Stimulating work. A study showed that people with more complexity in their work—anything that involved decision-making, problem-solving, creative thinking, or coaching or mentoring others—were less likely to experience rapid cognitive decline during retirement.
A balanced diet. Research shows that a balanced diet—plenty of veggies, fruits, beans, nuts, whole grains, and healthy fats—may benefit cognitive function later in life. Creating a balanced diet with your lifestyle and food preferences in mind is key.
Bilingualism. Learning a second (or third or fourth) language may help build cognitive reserve, too, but experts say that the research is conflicting on bilingualism. Some studies find it beneficial, while others don’t. It likely depends on how well the person knows the second language, how often they use it, and whether they frequently switch back and forth.
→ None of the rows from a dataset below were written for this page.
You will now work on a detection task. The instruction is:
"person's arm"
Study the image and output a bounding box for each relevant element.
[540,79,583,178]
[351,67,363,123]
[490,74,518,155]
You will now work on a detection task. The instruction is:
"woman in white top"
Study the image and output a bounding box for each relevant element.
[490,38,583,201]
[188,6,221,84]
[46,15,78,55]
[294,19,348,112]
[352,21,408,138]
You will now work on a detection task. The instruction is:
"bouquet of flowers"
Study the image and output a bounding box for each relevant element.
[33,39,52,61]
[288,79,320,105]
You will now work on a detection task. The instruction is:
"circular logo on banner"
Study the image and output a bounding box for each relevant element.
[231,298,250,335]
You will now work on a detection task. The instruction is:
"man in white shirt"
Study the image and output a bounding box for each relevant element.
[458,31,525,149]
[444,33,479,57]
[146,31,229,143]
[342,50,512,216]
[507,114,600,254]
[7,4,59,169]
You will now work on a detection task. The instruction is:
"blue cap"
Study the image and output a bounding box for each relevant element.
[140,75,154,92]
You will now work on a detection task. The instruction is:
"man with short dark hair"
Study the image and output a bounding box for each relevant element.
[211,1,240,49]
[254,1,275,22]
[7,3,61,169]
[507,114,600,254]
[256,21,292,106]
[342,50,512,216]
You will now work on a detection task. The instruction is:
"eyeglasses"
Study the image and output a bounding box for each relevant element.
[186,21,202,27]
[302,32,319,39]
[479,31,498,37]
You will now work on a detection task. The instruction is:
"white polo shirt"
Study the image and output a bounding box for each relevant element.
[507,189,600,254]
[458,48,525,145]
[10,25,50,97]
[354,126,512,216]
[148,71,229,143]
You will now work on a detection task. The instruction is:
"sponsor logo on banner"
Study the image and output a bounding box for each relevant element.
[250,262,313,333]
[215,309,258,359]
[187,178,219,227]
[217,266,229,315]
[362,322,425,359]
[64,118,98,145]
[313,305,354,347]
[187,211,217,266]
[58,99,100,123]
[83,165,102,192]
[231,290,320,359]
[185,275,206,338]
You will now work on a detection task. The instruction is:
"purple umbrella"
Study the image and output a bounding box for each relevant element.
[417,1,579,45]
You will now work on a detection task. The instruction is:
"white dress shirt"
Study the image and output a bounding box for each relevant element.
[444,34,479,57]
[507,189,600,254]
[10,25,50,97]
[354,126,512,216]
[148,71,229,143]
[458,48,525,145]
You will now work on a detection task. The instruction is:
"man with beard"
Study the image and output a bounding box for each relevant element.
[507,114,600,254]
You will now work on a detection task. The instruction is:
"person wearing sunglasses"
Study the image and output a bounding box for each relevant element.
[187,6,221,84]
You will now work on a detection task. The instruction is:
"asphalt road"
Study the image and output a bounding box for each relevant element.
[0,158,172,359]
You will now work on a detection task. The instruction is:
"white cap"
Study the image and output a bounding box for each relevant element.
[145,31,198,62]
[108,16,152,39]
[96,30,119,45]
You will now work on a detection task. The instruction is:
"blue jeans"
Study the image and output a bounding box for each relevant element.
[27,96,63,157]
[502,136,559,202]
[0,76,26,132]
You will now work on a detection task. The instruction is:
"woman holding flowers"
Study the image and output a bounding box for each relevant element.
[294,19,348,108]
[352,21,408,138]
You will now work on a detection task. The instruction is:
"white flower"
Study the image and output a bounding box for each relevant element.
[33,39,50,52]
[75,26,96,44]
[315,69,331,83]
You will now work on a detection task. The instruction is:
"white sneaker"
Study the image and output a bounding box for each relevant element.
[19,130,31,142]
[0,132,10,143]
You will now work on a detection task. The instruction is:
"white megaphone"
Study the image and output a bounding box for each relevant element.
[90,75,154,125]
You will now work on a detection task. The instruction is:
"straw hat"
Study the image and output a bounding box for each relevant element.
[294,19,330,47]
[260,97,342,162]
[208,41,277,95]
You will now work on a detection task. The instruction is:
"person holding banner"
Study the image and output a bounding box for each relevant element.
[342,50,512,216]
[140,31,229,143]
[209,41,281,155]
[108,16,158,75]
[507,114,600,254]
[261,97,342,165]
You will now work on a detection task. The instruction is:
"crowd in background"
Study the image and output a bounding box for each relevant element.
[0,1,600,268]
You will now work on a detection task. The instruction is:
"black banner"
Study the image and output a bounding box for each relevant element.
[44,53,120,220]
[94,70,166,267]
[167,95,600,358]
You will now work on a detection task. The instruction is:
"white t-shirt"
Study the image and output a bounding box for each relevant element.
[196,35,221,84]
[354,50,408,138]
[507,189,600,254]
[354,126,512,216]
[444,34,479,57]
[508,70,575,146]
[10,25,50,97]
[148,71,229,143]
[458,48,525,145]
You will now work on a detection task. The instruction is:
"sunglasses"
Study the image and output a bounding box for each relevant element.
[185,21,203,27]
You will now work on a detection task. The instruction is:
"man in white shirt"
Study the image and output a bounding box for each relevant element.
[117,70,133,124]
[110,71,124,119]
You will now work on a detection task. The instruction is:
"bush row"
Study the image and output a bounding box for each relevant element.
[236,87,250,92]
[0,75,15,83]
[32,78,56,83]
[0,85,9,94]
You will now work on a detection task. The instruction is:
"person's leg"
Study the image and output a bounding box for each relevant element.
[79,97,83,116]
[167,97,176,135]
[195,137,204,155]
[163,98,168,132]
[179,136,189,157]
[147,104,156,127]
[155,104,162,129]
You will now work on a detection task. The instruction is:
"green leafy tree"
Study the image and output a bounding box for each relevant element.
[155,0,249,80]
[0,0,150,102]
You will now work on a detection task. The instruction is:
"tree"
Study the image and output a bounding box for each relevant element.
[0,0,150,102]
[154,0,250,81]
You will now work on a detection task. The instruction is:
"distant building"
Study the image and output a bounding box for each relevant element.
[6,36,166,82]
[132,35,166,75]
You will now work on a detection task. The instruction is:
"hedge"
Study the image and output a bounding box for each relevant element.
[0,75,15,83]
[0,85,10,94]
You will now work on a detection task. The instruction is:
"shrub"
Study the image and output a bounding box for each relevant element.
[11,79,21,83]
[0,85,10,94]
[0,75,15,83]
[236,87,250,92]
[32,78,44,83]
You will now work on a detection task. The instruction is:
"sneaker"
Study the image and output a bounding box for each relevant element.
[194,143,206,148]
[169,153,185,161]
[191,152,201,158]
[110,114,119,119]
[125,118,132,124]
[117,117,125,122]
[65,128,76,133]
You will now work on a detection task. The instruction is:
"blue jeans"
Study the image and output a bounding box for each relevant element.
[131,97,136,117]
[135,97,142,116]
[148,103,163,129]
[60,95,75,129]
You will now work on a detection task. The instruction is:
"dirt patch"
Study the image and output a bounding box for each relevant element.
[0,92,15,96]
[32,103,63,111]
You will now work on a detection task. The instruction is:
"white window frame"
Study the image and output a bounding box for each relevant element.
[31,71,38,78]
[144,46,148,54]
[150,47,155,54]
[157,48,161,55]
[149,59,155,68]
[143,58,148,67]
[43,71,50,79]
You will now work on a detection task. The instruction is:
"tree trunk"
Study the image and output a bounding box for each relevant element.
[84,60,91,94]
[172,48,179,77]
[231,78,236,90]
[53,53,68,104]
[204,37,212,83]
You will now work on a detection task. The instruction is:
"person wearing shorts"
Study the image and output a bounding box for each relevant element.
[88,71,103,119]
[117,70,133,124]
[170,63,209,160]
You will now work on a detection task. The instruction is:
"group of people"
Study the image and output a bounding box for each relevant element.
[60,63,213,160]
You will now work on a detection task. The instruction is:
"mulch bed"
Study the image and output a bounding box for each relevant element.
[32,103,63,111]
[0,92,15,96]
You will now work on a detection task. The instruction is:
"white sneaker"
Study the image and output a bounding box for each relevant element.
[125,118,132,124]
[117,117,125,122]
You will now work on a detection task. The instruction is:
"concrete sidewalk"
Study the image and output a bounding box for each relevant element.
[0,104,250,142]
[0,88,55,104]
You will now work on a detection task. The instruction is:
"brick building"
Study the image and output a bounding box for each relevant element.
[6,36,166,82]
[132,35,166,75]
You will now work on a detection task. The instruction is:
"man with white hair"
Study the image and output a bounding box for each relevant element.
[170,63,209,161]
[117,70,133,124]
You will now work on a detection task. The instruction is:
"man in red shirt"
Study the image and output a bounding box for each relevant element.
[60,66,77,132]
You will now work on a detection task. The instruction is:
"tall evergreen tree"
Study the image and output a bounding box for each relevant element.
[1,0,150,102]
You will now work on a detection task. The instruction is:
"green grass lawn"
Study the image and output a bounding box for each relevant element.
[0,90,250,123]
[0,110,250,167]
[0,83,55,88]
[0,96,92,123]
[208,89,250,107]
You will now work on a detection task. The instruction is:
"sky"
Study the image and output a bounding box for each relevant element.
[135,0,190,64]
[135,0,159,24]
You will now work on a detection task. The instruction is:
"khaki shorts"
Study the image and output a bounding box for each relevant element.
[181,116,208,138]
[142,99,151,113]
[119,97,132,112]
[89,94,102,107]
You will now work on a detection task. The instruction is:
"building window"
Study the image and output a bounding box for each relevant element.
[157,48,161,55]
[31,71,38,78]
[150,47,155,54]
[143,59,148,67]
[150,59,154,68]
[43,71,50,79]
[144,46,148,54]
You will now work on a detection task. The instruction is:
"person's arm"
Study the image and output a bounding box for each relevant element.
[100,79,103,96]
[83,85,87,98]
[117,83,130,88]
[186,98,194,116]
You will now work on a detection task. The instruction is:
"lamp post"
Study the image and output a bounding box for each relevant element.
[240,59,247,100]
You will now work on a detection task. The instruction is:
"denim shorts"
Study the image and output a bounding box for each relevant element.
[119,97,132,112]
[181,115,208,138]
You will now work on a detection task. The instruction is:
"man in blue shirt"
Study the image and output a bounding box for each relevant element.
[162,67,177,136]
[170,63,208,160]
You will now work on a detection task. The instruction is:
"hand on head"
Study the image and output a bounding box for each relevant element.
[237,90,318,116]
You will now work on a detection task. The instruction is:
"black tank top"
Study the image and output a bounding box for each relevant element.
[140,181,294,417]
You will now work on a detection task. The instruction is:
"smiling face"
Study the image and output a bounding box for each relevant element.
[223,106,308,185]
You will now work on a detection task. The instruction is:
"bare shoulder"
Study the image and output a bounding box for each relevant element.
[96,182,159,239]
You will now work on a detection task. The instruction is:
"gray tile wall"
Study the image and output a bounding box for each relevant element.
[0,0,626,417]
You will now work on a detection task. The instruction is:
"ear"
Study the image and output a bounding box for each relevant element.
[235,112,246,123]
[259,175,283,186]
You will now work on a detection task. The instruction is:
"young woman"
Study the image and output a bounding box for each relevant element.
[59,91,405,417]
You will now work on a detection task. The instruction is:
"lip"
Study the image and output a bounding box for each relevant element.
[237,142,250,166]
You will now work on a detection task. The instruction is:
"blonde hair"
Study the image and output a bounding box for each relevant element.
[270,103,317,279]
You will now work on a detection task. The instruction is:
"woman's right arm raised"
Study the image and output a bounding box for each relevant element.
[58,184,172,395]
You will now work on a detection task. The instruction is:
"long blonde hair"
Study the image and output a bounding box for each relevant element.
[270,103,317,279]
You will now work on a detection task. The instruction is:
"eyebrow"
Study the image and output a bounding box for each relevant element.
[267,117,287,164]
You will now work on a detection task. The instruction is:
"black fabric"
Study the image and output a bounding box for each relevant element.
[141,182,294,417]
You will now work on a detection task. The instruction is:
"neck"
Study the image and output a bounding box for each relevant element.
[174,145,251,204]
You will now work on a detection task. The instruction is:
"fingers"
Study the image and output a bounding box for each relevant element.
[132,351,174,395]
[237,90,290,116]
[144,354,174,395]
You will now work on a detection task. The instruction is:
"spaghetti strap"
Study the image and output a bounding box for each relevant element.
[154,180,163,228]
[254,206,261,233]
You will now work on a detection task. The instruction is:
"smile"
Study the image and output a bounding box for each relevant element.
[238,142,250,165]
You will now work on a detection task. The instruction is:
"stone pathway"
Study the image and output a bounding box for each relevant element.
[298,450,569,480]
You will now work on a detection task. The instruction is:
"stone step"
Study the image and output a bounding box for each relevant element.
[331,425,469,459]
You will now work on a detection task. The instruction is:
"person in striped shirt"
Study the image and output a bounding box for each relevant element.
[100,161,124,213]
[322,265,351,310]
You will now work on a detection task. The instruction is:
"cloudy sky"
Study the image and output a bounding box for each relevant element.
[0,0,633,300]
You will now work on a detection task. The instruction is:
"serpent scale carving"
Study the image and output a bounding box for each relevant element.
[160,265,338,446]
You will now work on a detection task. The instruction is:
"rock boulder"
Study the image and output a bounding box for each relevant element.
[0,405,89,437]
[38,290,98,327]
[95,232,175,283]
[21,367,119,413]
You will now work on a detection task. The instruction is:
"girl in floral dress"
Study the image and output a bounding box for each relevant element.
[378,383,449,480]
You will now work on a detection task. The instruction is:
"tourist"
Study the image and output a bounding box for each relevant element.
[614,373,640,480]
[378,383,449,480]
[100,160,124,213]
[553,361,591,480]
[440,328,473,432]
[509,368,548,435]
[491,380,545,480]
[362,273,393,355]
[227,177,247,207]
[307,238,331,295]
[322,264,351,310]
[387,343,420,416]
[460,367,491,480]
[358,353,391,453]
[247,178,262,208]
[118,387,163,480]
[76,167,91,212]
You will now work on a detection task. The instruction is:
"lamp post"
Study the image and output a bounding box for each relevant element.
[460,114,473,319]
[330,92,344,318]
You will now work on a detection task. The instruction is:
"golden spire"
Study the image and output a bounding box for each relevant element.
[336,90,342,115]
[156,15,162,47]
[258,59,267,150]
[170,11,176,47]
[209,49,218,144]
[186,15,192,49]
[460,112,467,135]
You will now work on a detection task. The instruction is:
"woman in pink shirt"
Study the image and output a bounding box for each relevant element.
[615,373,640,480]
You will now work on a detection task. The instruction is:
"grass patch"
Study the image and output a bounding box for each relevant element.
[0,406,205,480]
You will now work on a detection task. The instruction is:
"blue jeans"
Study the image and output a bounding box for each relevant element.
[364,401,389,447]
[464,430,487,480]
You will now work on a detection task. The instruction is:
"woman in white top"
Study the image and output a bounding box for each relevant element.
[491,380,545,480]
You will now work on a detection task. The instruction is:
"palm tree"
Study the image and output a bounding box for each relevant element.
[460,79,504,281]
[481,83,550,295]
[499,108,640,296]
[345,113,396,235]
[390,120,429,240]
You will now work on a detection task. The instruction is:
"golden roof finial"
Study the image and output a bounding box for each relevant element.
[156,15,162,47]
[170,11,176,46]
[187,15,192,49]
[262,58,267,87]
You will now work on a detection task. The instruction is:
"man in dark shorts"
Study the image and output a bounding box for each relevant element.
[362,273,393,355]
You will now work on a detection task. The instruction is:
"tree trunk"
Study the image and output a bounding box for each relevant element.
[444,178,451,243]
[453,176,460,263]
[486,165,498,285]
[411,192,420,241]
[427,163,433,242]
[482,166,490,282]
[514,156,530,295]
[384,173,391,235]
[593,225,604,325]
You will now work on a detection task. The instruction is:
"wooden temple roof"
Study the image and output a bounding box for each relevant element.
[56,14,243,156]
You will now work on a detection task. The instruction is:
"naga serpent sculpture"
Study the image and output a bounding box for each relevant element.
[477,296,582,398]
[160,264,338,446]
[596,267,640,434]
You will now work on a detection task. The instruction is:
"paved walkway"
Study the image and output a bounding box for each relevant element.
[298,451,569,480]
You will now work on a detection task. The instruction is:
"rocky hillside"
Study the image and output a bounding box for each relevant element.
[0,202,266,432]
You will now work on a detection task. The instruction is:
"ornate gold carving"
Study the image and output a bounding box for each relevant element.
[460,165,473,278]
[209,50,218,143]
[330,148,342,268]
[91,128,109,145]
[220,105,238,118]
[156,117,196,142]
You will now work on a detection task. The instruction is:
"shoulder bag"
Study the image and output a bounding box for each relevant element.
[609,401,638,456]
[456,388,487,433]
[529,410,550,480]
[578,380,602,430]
Either way, it doesn’t hurt to learn another language.
Scientists aren’t yet sure how these behaviors potentially benefit cognitive reserve, but they could be increasing brain connectivity by improving synchronicity of brain regions, strengthening neuronal connections, or improving neurotransmitter functioning.
So if you must finish your daily crossword puzzle, do it because you enjoy it. “You hear a lot about brain training or doing crossword puzzles [for cognition], but I don’t think there’s any one magic activity,” Stern says. The key is being engaged—physically, cognitively, and socially—throughout life.
This article is for informational purposes only, even if and regardless of whether it features the advice of physicians and medical practitioners. This article is not, nor is it intended to be, a substitute for professional medical advice, diagnosis, or treatment and should never be relied upon for specific medical advice. The views expressed in this article are the views of the expert and do not necessarily represent the views of goop.